La Professoressa Silvia Parzanese si è formata presso il Liceo Artistico e l’Accademia di Belle Arti di Napoli dove ha conseguito il titolo di Scenografa. Si reputa principalmente fotografa. L’attività di insegnamento è iniziata nel 1986.

Ora è docente di Disegno e Storia dell’Arte presso il Liceo Statale di Ischia, sezione Liceo Scientifico, dove ha iniziato ad utilizzare SketchUp con i suoi studenti.

Come ha conosciuto SketchUp e perchè ha deciso di utilizzarlo nelle sue classi?

La curiosità e la necessità di un aggiornamento didattico, personale, continuo in sintonia con le
direttive ministeriali che da anni, ormai, invitano all’acquisizione di competenze digitali da parte
di docenti e studenti, mi hanno stimolata a cercare nel tempo un software CAD open source e di facile acquisizione: trovato SketchUp, non l’ho più abbandonato!

Infatti, pur ritenendo il Disegno Geometrico tradizionale una tappa obbligata e fondamentale nella formazione degli studenti, ho pensato che fosse giunto il momento di arricchire le strategie didattiche utilizzate adoperandone di nuove per sollecitare l’attenzione degli studenti, per motivarli e coinvolgerli diversamente.

Trasmettere i concetti fondamentali delle proiezioni ortogonali, far comprendere il passaggio dalla visione spaziale e tridimensionale a quella bidimensionale e viceversa, rendere il senso della tridimensionalità da più visuali e attraverso diversi sistemi (in assonometria e in
prospettiva), esaltare la plasticità dei volumi con le ombre, riprodurre in scala i modelli, disporre con precisione le quote, effettuare le sezioni, il tutto in maniera istantanea ed efficace, non ha
eguali ed è praticamente alla portata di tutti. Inoltre il campo di applicazione è molto vasto,
trasversale e interdisciplinare offrendo collegamenti con le discipline STEAM.
Bisogna poi considerare che il Disegno geometrico tradizionale e SketchUp mirano
entrambi a sviluppare negli studenti la capacità di visualizzare elementi e oggetti nello spazio per una più facile trasposizione grafica, digitale o manuale. Lo studente è quindi consapevole che in entrambi i casi si tratta di sviluppare una pratica e acquisire un linguaggio che necessita di esercizio mentale e rigore tecnico.

Chiesa di San Gaetano

Come utilizza SketchUp nell’insegnamento della sua materia?

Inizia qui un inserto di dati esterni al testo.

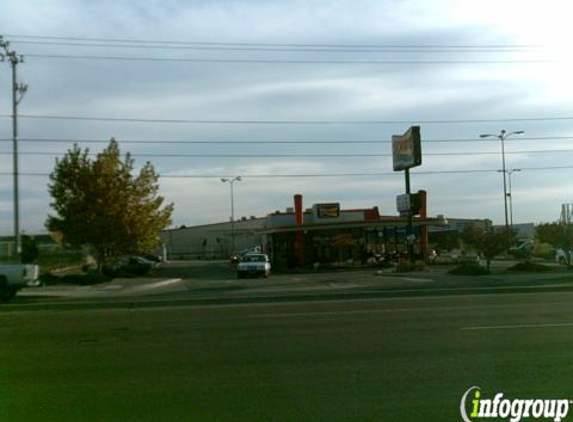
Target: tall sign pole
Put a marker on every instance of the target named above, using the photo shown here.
(407, 153)
(18, 91)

Dipende ovviamente dalle classi. Generalmente, dopo aver dato dei cenni sull’utilizzo di SketchUp e mostrato ciò che si può realizzare, sottopongo agli studenti materiale di studio direttamente attinto dal sito di SketchUp Italia con i tutorial dell’Arch. Marco Chiarello, da SketchUp for School, dal libro di testo: “Disegna subito” di Roberta Galli con esercizi guidati; in altri casi parto da elaborati svolti dagli studenti o da me. Seleziono quindi alcuni esercizi che conducono gli allievi all’acquisizione graduale di determinate funzioni e prassi spiegando passo passo le varie fasi e ritornando spesso sui punti più complessi. Altre volte invece si tratta di lanciare qualche sfida da affrontare magari anche assieme.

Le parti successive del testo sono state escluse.